My name is Cece Chen and I am a rising senior at the University of Pennsylvania. I am majoring in biochemistry and minoring in healthcare management & neuroscience. During my junior year, I had the opportunity to begin work in the Wells lab, but it was really through the STEER program this summer that I was able to really get involved in my research project.

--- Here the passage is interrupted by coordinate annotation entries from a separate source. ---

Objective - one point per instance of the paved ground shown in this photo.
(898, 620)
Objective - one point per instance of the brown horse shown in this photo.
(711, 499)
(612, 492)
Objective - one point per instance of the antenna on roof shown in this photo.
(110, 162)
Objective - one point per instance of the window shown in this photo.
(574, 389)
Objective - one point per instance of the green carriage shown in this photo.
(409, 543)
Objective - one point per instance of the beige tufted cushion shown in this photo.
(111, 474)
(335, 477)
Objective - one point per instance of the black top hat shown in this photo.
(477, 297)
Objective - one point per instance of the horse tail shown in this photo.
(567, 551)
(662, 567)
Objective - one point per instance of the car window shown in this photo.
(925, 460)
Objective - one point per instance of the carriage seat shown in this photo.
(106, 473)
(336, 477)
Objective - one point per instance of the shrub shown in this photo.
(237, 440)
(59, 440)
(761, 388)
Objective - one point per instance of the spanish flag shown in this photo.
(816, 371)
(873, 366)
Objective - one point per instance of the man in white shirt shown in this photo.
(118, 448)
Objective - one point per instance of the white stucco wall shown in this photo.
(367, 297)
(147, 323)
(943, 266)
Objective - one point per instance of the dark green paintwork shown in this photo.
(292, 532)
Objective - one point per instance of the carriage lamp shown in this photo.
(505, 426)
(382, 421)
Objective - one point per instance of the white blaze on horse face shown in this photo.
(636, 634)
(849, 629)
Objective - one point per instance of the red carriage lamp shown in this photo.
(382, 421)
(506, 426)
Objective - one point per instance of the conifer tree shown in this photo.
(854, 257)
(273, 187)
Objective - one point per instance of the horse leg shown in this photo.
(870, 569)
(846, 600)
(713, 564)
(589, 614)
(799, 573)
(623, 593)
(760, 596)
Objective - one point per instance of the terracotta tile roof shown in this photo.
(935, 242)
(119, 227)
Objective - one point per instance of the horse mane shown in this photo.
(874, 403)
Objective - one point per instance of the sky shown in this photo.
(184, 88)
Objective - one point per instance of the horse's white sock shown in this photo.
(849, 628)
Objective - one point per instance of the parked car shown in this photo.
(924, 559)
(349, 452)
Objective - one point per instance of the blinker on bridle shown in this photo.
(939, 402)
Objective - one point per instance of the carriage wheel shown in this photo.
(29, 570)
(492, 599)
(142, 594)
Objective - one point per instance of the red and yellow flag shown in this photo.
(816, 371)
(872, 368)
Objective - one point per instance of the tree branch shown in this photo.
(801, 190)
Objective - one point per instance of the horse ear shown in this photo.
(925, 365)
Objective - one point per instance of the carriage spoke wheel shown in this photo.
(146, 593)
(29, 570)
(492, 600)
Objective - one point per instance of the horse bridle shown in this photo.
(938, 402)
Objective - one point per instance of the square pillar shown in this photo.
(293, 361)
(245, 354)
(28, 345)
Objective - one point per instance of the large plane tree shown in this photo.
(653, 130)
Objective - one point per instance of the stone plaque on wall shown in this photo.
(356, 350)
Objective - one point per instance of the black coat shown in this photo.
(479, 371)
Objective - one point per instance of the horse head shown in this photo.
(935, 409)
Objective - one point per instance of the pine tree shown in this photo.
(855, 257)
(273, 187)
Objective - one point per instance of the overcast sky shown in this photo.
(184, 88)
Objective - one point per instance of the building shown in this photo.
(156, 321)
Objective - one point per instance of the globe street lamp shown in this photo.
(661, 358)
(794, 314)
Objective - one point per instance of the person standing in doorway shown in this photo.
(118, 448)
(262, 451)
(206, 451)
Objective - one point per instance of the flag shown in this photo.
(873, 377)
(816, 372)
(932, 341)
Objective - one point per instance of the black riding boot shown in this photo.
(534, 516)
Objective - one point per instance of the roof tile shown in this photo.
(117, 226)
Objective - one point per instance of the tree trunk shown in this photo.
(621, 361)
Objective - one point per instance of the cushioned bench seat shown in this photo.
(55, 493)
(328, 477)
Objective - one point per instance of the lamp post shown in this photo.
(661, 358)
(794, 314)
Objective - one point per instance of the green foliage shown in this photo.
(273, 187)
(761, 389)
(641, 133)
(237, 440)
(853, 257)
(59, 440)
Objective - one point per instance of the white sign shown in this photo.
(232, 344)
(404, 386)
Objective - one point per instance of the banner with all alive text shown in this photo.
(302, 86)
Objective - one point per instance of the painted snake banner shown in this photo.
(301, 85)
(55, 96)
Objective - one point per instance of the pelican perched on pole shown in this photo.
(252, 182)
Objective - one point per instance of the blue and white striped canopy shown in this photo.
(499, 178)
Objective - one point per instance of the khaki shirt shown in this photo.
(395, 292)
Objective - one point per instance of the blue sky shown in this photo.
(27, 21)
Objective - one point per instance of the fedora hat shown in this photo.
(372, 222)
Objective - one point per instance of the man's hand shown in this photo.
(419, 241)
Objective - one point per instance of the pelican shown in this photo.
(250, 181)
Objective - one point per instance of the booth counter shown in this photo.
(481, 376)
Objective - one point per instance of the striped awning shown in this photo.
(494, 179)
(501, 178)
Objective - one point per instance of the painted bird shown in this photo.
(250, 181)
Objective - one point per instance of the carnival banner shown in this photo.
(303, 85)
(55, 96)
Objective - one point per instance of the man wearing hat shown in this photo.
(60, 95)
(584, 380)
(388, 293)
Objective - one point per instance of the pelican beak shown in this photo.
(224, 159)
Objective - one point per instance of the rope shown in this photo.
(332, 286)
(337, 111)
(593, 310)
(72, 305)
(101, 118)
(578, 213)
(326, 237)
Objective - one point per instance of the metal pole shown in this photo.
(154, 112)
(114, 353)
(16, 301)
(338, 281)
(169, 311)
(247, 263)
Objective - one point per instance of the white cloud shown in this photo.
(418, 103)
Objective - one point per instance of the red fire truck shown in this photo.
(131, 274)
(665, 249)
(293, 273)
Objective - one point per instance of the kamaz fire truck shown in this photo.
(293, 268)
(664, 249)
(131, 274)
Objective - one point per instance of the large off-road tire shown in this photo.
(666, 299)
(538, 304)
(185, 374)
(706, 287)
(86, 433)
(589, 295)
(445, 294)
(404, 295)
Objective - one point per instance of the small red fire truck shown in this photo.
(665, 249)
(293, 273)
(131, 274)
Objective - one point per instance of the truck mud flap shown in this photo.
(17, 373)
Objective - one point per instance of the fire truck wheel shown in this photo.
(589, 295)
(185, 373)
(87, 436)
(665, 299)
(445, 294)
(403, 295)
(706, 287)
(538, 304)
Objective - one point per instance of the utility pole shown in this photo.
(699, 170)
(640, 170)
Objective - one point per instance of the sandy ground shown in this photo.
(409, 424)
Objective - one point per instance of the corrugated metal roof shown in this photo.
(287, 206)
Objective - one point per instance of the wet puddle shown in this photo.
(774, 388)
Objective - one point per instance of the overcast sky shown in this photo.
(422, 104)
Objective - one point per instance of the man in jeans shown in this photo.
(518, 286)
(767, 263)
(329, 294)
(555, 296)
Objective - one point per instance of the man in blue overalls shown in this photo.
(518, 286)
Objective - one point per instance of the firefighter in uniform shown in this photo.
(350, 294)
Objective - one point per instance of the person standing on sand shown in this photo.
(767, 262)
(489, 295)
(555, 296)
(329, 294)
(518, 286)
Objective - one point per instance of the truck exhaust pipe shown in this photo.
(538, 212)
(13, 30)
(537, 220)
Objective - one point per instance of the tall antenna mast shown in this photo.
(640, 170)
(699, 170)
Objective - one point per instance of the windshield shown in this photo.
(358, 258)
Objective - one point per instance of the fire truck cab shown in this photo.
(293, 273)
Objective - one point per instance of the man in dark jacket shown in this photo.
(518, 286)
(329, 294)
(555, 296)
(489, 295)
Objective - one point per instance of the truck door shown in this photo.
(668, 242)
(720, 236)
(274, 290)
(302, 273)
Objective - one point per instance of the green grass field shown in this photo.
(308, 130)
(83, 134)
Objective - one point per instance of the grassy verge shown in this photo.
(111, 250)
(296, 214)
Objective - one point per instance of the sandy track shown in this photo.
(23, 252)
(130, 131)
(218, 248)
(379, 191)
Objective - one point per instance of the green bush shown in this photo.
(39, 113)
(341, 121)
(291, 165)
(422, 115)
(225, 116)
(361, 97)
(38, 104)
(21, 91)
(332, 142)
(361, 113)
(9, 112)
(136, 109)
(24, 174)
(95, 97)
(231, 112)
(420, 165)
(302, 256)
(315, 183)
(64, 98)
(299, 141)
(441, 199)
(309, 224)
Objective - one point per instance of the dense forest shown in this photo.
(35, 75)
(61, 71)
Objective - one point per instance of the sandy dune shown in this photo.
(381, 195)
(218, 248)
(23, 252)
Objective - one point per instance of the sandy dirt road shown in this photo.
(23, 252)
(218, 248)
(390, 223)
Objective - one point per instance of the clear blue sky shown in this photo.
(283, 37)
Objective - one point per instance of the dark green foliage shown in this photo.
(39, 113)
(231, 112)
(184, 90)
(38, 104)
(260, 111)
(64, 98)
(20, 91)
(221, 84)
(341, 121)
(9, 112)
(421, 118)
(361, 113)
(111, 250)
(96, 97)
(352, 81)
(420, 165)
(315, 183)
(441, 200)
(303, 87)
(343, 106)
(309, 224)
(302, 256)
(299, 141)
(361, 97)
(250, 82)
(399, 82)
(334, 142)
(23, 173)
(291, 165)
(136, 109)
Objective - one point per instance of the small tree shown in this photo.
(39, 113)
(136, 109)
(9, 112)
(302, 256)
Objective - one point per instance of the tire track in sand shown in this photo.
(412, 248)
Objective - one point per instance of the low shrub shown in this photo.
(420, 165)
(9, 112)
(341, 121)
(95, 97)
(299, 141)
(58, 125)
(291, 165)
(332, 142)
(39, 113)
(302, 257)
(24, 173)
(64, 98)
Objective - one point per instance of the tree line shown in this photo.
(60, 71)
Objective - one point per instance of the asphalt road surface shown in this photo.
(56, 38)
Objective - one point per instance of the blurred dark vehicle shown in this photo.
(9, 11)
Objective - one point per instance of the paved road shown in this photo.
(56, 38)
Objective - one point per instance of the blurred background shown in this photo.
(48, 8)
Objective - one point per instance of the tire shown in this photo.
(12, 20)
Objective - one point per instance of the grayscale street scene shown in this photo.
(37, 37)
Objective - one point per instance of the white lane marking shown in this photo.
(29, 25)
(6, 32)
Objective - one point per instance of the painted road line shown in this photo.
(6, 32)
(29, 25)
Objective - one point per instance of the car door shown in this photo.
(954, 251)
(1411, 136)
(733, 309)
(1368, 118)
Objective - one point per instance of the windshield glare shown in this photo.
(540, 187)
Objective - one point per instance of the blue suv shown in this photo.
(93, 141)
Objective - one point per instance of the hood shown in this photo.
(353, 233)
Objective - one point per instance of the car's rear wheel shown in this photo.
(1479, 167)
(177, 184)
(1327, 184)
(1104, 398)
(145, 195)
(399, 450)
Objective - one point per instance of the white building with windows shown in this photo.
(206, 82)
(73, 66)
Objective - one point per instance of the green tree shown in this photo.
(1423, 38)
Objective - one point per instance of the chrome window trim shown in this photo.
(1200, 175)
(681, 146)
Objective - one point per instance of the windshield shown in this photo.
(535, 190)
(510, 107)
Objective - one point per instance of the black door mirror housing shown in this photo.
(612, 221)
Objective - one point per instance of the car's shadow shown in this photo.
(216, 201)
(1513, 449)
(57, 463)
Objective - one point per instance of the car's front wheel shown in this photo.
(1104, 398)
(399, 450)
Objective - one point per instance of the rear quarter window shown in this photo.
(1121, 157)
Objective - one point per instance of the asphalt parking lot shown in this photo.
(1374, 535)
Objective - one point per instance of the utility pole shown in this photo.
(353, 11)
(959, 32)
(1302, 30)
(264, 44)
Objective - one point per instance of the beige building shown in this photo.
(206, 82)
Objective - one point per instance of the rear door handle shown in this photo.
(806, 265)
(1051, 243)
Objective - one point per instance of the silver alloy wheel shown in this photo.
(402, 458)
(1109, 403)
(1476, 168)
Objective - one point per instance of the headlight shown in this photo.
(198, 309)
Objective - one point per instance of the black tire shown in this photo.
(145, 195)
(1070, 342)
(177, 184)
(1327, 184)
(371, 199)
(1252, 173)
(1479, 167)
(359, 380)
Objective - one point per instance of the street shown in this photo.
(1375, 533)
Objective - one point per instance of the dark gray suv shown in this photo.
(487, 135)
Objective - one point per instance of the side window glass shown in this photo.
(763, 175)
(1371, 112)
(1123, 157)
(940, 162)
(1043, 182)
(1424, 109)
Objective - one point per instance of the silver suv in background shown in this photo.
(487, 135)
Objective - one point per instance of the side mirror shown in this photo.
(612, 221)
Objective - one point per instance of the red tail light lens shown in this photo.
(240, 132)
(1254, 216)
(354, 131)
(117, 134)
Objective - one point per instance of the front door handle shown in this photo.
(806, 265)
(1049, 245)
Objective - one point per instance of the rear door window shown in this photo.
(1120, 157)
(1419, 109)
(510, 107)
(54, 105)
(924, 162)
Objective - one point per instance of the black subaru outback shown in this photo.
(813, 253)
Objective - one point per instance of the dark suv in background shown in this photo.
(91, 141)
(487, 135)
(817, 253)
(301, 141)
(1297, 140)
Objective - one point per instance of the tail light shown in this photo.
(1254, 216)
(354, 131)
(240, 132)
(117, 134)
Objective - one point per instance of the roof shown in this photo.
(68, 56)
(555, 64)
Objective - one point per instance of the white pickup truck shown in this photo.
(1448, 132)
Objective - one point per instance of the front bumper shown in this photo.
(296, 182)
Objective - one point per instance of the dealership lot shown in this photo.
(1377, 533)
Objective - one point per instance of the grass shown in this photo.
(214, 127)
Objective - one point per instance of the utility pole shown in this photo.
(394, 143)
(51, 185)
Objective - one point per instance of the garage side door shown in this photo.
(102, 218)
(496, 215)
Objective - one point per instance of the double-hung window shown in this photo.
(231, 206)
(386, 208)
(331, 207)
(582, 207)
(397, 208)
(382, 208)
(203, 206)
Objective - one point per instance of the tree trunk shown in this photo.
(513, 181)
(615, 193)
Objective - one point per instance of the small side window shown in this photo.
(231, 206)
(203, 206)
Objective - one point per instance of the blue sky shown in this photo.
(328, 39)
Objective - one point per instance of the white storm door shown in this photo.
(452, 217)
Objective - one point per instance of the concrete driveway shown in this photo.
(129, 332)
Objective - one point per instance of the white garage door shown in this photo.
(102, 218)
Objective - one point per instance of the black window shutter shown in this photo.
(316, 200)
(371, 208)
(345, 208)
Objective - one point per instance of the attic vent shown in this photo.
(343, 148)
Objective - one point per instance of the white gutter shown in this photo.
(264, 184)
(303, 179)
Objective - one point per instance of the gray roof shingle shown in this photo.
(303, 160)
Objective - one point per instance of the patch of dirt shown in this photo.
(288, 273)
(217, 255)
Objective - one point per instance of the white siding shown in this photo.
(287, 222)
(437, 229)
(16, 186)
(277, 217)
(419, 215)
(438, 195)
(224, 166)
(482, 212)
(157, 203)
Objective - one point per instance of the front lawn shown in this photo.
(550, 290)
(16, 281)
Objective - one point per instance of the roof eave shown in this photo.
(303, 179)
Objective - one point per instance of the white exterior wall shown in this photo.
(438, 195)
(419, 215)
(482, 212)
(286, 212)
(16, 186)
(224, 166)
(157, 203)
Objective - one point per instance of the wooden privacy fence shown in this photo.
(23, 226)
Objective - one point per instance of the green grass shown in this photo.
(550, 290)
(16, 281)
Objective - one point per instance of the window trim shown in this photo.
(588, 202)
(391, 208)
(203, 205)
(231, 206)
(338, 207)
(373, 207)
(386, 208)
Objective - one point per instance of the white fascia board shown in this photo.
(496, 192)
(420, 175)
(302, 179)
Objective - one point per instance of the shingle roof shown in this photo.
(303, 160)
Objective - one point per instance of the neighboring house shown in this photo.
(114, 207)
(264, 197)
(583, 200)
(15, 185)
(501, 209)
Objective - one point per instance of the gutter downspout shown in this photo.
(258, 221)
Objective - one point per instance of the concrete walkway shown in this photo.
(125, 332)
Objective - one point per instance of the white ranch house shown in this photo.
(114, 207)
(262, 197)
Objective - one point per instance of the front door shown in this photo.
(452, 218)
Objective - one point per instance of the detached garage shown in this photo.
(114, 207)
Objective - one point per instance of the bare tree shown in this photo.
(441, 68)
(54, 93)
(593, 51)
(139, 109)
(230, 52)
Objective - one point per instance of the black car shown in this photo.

What is your summer research project?
(Background: Biliary atresia is a rare gastrointestinal disease in babies where bile flow from the liver to the gallbladder is obstructed. In babies with BA, the extrahepatic bile ducts get damaged in utero and then are obstructed/fibrosed. This prevents the proper flow of bile, so bile builds up in the liver and damages it. This causes liver fibrosis, which eventually leads to liver cirrhosis and liver failure. There are currently no treatments or cure for BA besides a liver transplant, which makes BA the leading indication for pediatric liver transplant. As such, we are interested in studying this disease to hopefully shed more light on prevention and treatment options. Although the cause of BA is still unknown, research seems to point to environmental insults as the primary cause. The Wells lab has already isolated biliatresone, an isoflavonoid from the Dysphania plant, as a biliary toxin. However, this compound is only found in one plant in the outbacks of Australia, so we are trying to see if more common/human accessible compounds, similar to biliatresone, also cause bile duct damage in vitro and in vivo. This is what my project focuses on.)
My project is to investigate the effects of 12 electrophilic compounds, all structurally or functionally similar to biliatresone, and their impacts on cholangiocytes. We have started dosage studies for 4 compounds (COS, DEL, PTL, IAL) to identify the ideal dosage for each compound such that it causes cell damage, but not necessarily cell death. To do this, we treated 2D cell cultures with a range of dosages for each compound and stained with CK19 and phalloidin to evaluate toxicity. Once the ideal dosages have been identified, the goal is to study these 12 compounds in both in vitro and in vivo models.
The original 12 compounds of interest included a class of compounds called microcystins, which is produced by blue-green algae. Knowing this, we have also been working on designing an epidemiological study to investigate if there is any spatial correlation between proximity to water sources (like lakes, rivers, and oceans) and the prevalence of BA cases.
What are the implications of your research?
There are a lot of unknowns with the disease biliary atresia. We don’t know the cause and we don’t know the cure. Therapeutic options for babies with BA are also very limited, with the most significant of these options being the Kasai procedure. This helps to drain bile from the liver to the small intestines directly and bypasses the obstructed ducts. But even with this surgery, about 50% of babies with BA have to undergo liver transplant before the age of 2 and the remaining kids will need a liver transplant at some point later in life. As such, we are hoping that by exploring the toxin model for BA we can gain a better understanding of the pathophysiology of this disease, which can help lead to better prevention and treatment options. We are also hoping that the epidemiology studies will reveal significant correlations so that we can better recognize and address BA at a population level.
What new skills have you gained through your research?
It was such an honor to be a part of this program. I learned so much from my PI, other lab members, collaborators, and everyone involved in the STEER program. In order to complete my summer project, I had to first learn about the pathophysiology of biliary atresia. In my investigation of the 12 compounds of interest, I not only learned a lot about each compound but also became familiar with using the SciFinder database. Because the program was remote, I was unable to perform wet lab work, but I did learn how to use ImageJ to analyze images that Gauri shared with me. By being involved in the planning phases for the epidemiology studies, I also learned a lot about study design, such as thinking about different databases and control groups. Finally, this program taught me so much about environmental health research and about engaging with communities– I am looking forward to learning more and doing more in the fight for environmental justice.